July 09–10, 2015 Zurich

The Swiss National Bank (SNB), together with the Bank for International Settlements (BIS), the Globalization of Monetary Policy Institute at the Federal Reserve Bank of Dallas and Center for Economic Policy Research (CEPR), will organize a one-and-a-half day conference on “Inflation Spillovers of Conventional and Unconventional Monetary Policy: The Role of Real and Financial Linkages” to be held in Zurich on July 9–10, 2015.

Thomas Jordan (chairman of the SNB’s governing board) and Claudio Borio (head of the Monetary and Economic Department at BIS) will deliver keynote speeches.
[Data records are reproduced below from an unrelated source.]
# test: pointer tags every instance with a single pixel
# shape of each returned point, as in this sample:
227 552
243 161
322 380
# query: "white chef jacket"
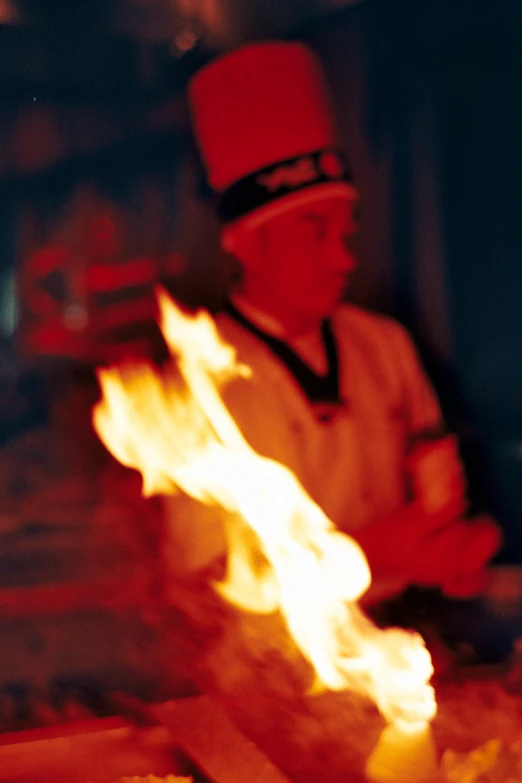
354 465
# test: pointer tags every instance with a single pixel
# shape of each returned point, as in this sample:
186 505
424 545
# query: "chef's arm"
427 541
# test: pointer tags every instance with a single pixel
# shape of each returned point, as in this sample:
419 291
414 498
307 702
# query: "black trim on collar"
281 179
319 389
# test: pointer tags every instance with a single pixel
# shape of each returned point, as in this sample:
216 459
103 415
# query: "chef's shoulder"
370 326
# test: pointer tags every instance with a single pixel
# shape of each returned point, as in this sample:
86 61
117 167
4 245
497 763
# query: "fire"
173 426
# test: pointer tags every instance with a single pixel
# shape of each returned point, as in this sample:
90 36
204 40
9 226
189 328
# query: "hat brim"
286 203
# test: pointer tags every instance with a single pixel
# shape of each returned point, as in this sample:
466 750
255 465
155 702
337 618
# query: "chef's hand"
455 558
437 480
418 548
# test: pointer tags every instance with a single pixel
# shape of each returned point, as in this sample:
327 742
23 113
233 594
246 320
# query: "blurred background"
102 195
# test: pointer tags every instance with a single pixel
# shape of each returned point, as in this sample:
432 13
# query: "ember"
173 426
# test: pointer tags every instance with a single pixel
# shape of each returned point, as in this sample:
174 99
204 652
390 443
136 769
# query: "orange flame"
174 427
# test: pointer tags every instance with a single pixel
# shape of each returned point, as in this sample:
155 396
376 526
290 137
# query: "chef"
337 393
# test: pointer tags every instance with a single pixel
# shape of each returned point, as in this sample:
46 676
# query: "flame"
173 426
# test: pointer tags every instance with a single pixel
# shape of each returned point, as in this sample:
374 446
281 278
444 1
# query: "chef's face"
305 257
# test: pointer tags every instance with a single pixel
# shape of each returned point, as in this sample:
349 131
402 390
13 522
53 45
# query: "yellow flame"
173 426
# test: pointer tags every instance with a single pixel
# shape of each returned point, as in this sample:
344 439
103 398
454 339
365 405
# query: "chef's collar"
266 323
309 346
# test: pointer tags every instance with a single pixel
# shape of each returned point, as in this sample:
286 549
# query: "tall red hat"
263 119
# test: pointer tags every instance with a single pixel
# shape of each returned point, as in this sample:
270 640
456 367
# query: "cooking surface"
100 752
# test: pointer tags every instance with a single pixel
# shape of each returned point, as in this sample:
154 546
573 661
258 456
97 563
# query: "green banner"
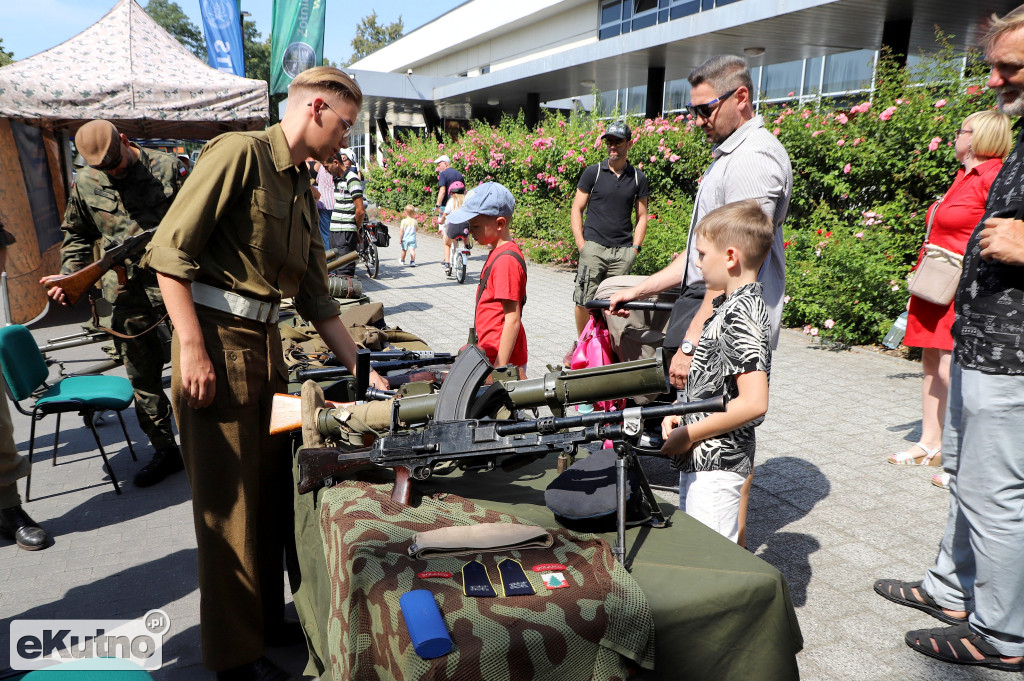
296 40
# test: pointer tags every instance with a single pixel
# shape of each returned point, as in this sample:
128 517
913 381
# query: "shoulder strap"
486 274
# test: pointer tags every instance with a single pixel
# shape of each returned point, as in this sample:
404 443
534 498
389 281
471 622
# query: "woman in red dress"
982 142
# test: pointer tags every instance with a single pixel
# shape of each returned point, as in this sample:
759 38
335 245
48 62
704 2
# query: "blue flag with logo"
223 36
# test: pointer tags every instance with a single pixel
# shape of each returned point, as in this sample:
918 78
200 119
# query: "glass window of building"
847 72
677 94
780 81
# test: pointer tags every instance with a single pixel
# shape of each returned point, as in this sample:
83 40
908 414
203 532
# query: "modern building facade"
488 56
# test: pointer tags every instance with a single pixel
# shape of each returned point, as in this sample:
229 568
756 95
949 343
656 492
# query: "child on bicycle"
409 236
501 295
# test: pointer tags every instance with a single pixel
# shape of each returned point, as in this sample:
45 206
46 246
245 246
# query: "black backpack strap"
486 274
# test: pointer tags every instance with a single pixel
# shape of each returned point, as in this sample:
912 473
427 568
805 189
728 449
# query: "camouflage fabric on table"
583 632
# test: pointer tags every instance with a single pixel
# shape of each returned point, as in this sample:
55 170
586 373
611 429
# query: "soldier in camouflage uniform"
123 190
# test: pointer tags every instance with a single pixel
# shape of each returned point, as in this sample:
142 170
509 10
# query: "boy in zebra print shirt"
715 452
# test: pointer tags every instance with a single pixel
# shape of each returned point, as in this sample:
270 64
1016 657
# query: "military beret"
98 142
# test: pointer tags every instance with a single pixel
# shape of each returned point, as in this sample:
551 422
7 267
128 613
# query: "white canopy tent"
128 70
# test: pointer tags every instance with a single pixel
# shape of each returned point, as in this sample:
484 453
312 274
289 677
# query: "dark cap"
617 129
98 142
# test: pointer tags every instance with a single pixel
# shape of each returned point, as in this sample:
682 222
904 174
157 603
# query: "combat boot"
166 460
15 524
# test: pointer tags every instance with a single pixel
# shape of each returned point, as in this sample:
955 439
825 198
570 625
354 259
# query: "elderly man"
244 237
977 584
123 190
608 242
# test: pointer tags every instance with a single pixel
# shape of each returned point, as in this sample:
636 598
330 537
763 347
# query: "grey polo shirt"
751 164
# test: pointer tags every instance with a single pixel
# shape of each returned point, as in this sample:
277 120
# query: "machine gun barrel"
559 389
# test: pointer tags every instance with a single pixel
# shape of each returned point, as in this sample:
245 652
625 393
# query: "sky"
31 27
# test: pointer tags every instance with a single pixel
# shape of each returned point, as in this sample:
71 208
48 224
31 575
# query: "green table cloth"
720 612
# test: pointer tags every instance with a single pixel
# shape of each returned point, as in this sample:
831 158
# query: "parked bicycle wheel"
459 263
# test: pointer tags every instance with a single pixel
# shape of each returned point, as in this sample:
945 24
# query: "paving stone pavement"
826 509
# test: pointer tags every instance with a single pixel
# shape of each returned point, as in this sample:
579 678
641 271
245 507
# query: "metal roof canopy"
787 30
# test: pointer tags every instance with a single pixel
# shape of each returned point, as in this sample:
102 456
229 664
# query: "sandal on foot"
929 458
949 641
903 593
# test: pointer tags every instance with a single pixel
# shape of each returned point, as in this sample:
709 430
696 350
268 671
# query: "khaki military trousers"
12 465
241 483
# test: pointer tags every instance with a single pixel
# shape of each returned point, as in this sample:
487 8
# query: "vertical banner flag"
223 36
296 40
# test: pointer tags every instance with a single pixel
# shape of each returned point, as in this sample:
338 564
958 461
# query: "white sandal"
930 458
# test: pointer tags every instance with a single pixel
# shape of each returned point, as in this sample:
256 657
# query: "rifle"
441 447
77 284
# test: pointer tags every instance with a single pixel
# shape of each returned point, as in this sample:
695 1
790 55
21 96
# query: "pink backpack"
594 349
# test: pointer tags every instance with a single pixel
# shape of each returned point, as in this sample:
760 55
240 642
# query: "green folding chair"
26 373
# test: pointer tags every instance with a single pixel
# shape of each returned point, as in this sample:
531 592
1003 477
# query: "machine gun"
78 284
457 428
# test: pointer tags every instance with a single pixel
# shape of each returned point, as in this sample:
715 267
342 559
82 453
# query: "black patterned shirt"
736 339
988 333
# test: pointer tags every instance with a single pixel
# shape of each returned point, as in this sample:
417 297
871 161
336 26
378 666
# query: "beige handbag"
938 272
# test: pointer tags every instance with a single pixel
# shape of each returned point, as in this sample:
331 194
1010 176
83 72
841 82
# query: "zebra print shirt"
736 339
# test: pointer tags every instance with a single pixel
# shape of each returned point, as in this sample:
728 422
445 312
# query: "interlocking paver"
826 509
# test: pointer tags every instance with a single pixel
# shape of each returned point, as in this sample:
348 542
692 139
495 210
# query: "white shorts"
713 498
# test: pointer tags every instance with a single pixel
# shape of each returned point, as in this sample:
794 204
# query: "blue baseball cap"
487 199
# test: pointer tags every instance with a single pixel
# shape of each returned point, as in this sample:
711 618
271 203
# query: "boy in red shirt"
502 291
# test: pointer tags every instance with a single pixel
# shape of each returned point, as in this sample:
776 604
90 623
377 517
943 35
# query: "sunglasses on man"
705 111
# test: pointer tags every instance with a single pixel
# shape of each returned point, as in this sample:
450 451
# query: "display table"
719 611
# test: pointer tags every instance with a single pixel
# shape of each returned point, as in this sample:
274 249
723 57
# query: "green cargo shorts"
598 263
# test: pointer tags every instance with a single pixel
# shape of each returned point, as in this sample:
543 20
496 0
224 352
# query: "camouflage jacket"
107 209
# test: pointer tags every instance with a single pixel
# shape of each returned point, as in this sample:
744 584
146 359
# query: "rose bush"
863 177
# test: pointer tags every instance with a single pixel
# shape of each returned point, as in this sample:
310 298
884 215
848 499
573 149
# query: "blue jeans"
979 563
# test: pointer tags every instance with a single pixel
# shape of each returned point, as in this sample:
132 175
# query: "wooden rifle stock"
78 284
286 413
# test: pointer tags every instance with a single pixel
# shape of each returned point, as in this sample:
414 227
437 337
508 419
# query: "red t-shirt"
506 282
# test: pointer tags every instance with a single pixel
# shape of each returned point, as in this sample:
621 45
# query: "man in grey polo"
749 163
608 244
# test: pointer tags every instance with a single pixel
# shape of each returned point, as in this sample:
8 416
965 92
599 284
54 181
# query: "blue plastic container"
426 628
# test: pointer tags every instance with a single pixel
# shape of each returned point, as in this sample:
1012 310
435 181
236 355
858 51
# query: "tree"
371 36
169 15
5 56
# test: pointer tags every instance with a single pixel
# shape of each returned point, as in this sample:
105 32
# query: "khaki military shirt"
108 209
245 222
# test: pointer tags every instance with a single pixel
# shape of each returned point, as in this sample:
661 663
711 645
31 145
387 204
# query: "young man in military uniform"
14 522
242 238
123 190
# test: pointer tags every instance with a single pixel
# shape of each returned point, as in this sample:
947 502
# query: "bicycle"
458 259
368 250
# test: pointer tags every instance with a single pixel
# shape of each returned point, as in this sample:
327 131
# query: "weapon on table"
441 447
381 367
78 284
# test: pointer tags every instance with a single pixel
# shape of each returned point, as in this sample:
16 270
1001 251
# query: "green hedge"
863 177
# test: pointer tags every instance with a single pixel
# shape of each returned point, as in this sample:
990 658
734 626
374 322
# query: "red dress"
955 218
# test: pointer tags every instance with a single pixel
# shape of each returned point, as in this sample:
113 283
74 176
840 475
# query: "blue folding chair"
26 372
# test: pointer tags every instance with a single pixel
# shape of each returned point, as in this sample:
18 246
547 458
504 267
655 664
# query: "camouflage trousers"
132 312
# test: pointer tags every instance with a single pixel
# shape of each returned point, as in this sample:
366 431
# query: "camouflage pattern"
104 210
584 632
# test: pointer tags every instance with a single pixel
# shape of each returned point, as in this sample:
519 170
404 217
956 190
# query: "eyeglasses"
348 126
705 110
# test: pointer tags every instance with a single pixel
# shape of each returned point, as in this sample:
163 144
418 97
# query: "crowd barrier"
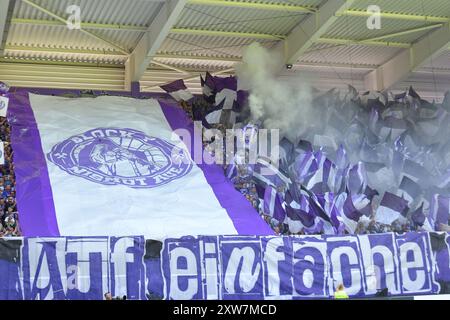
224 267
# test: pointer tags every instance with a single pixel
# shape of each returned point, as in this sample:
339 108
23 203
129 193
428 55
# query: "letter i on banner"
2 153
4 102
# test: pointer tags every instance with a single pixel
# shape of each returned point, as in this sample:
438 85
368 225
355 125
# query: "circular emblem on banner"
116 156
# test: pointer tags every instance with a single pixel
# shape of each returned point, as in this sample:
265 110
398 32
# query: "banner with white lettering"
224 267
4 103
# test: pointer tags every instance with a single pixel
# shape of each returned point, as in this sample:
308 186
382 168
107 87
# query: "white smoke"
283 105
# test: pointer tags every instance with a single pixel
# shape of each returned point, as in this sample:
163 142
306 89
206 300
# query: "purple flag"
356 178
391 208
439 210
4 88
226 92
273 204
418 217
266 174
178 91
298 212
208 87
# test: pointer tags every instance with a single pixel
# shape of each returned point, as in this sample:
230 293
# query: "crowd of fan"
366 222
9 226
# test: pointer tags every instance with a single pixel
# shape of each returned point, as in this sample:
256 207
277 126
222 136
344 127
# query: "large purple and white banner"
224 267
116 166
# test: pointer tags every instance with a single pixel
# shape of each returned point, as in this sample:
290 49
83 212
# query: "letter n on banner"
379 253
242 274
417 265
181 269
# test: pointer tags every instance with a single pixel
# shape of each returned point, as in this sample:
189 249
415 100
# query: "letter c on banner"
338 269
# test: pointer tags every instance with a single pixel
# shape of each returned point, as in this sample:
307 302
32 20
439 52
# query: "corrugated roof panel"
38 35
356 28
238 19
353 54
197 64
208 45
438 8
132 12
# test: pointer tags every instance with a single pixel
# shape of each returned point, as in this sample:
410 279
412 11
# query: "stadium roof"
156 41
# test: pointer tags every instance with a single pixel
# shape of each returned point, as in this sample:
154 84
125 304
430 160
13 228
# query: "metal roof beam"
407 61
395 16
310 30
6 10
340 42
255 5
151 41
234 34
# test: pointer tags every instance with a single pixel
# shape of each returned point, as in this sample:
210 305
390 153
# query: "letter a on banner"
4 102
2 153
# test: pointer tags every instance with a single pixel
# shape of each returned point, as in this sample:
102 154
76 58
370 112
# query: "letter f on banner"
374 21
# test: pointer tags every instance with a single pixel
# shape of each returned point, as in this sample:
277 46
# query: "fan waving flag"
2 153
114 166
178 91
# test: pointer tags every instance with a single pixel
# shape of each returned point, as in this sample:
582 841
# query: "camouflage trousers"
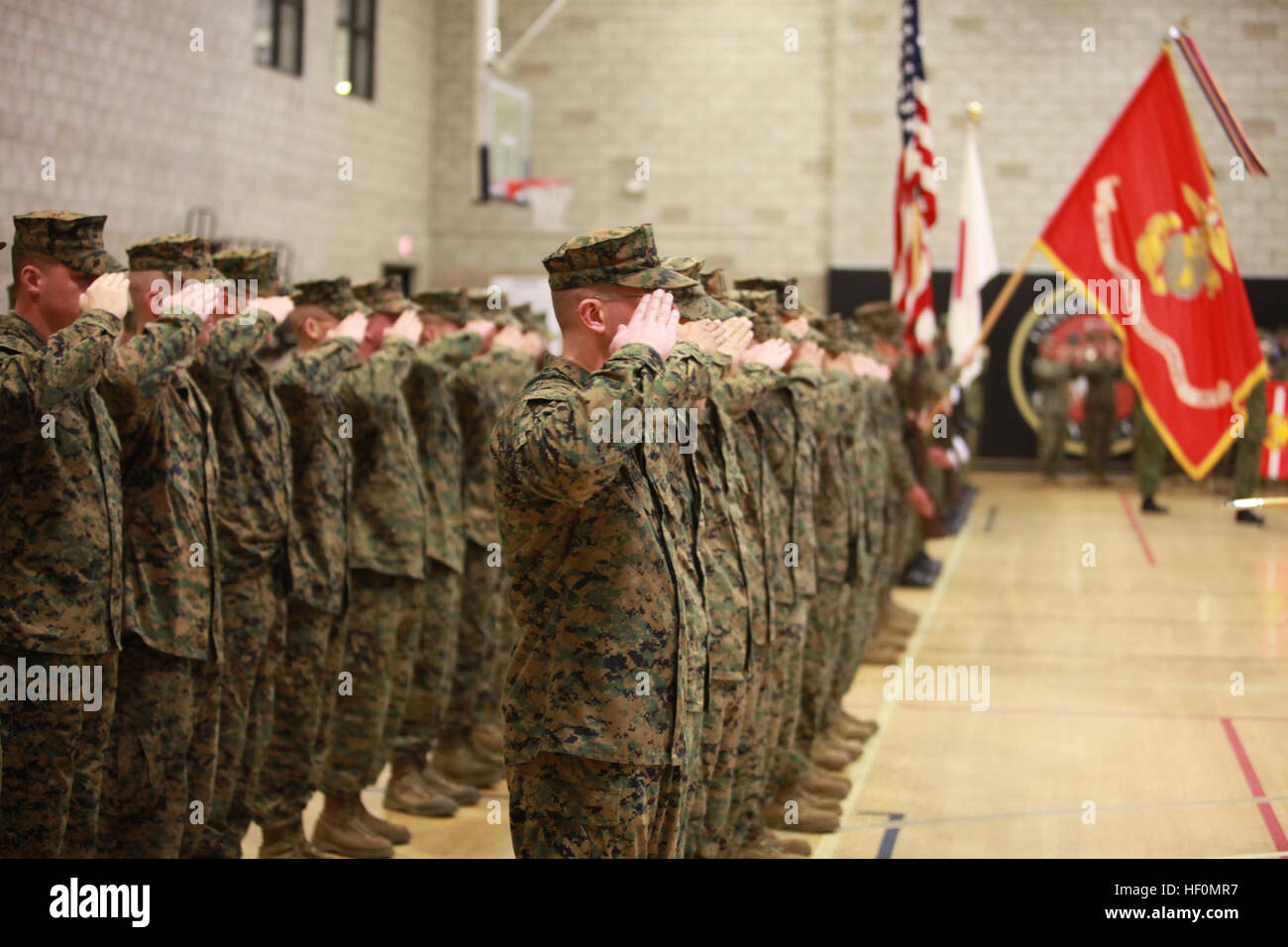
1098 433
52 772
1149 455
858 626
254 611
571 806
498 654
305 692
481 595
829 616
160 754
752 755
381 633
1052 432
1247 453
786 671
436 663
709 815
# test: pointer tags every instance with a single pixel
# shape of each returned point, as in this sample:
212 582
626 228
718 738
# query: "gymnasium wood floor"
1111 728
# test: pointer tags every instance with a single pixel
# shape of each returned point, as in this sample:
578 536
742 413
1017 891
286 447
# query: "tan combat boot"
456 759
797 847
827 757
287 841
408 792
437 783
342 831
764 847
825 785
489 738
853 728
807 815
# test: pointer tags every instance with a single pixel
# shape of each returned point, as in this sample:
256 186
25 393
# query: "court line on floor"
1073 810
1249 775
1069 711
1134 525
827 847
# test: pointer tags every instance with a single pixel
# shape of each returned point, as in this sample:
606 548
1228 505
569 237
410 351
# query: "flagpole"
995 313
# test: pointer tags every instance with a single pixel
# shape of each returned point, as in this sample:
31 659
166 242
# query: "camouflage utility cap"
384 295
489 303
716 282
451 304
764 312
248 263
73 240
618 256
694 302
331 295
180 253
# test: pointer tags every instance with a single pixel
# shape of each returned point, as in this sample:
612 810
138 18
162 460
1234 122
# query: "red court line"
1249 775
1134 525
964 706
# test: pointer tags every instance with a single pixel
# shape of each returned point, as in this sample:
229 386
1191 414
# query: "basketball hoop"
548 197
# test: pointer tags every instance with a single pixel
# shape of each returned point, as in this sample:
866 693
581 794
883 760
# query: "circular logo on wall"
1057 316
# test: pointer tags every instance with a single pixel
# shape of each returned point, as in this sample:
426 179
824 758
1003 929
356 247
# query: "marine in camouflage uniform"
1051 372
421 674
1247 453
308 386
838 509
901 521
786 419
604 694
1098 411
482 388
60 571
487 733
161 754
253 517
734 395
1149 458
386 532
870 476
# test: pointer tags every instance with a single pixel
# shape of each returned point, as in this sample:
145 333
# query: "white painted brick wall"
161 129
761 159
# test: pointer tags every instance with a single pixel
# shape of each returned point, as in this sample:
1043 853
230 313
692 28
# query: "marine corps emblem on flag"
1142 223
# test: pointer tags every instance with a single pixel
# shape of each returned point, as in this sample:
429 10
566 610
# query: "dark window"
403 273
279 35
356 48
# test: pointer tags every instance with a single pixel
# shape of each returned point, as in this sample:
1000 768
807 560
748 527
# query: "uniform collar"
567 368
17 324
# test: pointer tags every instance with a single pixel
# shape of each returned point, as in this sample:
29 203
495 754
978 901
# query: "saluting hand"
652 324
352 326
772 352
737 337
700 334
277 307
408 326
110 291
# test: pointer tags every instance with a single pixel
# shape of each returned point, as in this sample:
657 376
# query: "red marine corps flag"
1140 235
1274 449
913 193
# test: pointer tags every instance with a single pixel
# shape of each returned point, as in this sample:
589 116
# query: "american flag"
914 189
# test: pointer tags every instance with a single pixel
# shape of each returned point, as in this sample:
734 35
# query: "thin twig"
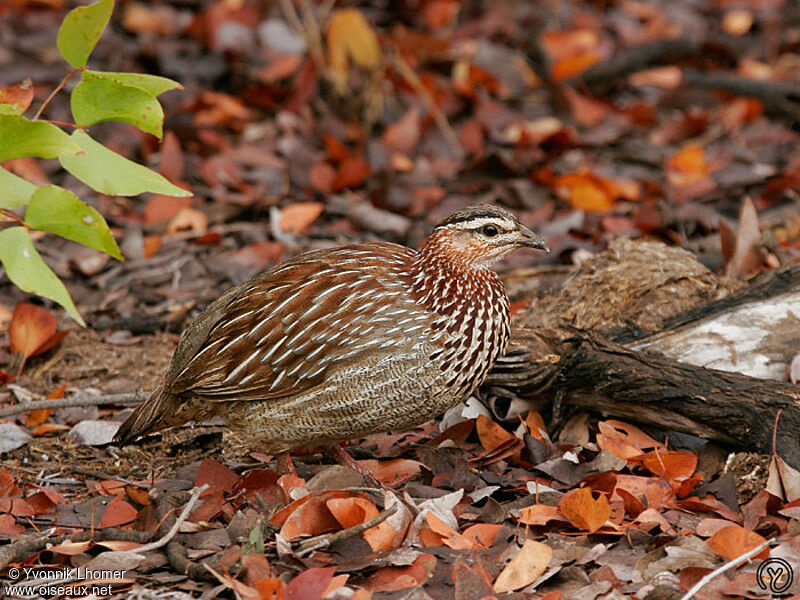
165 539
53 93
126 399
323 541
726 567
411 78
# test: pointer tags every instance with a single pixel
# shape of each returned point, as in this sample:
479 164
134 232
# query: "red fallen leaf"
654 492
20 95
352 173
7 485
39 415
491 434
392 469
482 536
708 504
271 588
8 526
391 579
733 541
213 505
118 512
403 136
71 548
687 166
585 110
259 254
217 476
570 67
539 514
138 495
298 217
256 568
33 330
673 465
583 510
160 209
310 584
41 503
536 426
310 518
322 177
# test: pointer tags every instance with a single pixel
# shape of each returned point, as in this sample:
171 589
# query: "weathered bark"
638 382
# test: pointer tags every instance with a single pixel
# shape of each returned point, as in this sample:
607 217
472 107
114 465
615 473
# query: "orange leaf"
20 95
32 330
482 535
352 173
297 218
525 568
391 579
687 166
673 465
450 537
392 469
585 512
536 426
118 512
733 541
310 518
538 514
567 68
587 191
491 434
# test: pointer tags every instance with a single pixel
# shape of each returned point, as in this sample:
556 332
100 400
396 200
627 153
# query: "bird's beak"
532 240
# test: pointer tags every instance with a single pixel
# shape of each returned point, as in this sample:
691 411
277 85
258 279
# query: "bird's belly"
394 391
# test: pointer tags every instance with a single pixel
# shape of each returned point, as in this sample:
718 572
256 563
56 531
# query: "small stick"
53 93
726 567
323 541
126 399
165 539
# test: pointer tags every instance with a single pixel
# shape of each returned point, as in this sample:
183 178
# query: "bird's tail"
150 416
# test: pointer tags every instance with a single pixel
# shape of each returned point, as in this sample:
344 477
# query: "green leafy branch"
99 96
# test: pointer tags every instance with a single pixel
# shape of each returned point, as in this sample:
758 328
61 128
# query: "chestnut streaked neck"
445 275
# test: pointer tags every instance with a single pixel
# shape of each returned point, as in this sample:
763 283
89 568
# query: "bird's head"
479 236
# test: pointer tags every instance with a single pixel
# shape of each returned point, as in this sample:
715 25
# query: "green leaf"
14 191
20 137
110 173
80 31
25 267
97 100
152 84
56 210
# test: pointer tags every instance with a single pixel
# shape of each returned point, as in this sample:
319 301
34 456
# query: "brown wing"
281 333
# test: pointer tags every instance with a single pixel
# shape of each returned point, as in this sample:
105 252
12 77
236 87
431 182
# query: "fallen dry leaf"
583 510
525 568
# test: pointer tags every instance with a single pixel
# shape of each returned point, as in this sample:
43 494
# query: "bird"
336 344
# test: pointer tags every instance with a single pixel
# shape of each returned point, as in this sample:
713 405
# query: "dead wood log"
658 297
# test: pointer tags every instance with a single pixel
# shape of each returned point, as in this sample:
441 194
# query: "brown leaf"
583 510
19 95
391 579
118 512
403 136
298 217
525 568
733 541
32 330
746 258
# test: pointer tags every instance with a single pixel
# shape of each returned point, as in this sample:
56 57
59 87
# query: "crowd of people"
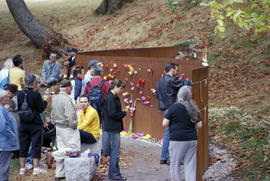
81 105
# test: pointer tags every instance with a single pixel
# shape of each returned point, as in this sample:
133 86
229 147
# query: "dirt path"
142 158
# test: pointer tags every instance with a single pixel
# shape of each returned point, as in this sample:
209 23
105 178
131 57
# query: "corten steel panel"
147 117
200 95
165 52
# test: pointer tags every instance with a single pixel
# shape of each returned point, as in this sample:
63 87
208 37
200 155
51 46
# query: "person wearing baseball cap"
90 73
69 64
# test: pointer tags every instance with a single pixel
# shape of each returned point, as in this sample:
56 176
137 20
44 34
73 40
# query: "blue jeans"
87 137
111 146
166 142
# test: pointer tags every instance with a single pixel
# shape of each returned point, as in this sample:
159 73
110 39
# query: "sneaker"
22 171
39 171
163 162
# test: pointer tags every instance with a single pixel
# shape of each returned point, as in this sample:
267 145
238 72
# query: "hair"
184 98
54 52
8 63
30 80
17 60
77 71
3 94
117 83
55 89
98 70
170 66
84 96
12 105
11 87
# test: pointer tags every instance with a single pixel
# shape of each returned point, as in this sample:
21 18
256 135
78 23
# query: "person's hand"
65 63
46 97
Selected papers presented in the conference will be considered for an expedited review process for a Journal of International Money and Finance special issue titled “Spillovers of Conventional and Unconventional Monetary Policy,” which will be scheduled to be published in 2016. Since its launch in 1982, the Journal of International Money and Finance has built up a solid reputation as a high-quality scholarly journal devoted to theoretical and empirical research in the fields of international monetary economics, international finance and the rapidly developing overlap area between the two.

The Financial and the European Debt Crises prompted extraordinary policy responses on the part of central banks around the world. Some of these policy responses were coordinated, but all were directed at fulfilling domestic mandates for price stability and financial stability. Fears that the dramatic expansion of central bank balance sheets would lead to higher inflation at the consumer level have so far proven unfounded, whether due to still abundant slack in many countries or well-anchored inflation expectations. But it has been argued that an extended period of ultra-easy monetary policy is manifesting itself in excessive risk taking, bubbles in certain asset classes and price pressures in countries that are recipients of capital in search of yield that will ultimately lead to higher inflation globally. At the same time, the rapidly growing emerging and developing economies account for a larger share of global exports. Recent evidence has linked this export boom to declines in prices, wages, and manufacturing employment in advanced economies. The disinflationary impact of the integration of low-wage economies onto the global trading system has challenged our understanding of the price setting process and the definition of the output gap at the national and international level.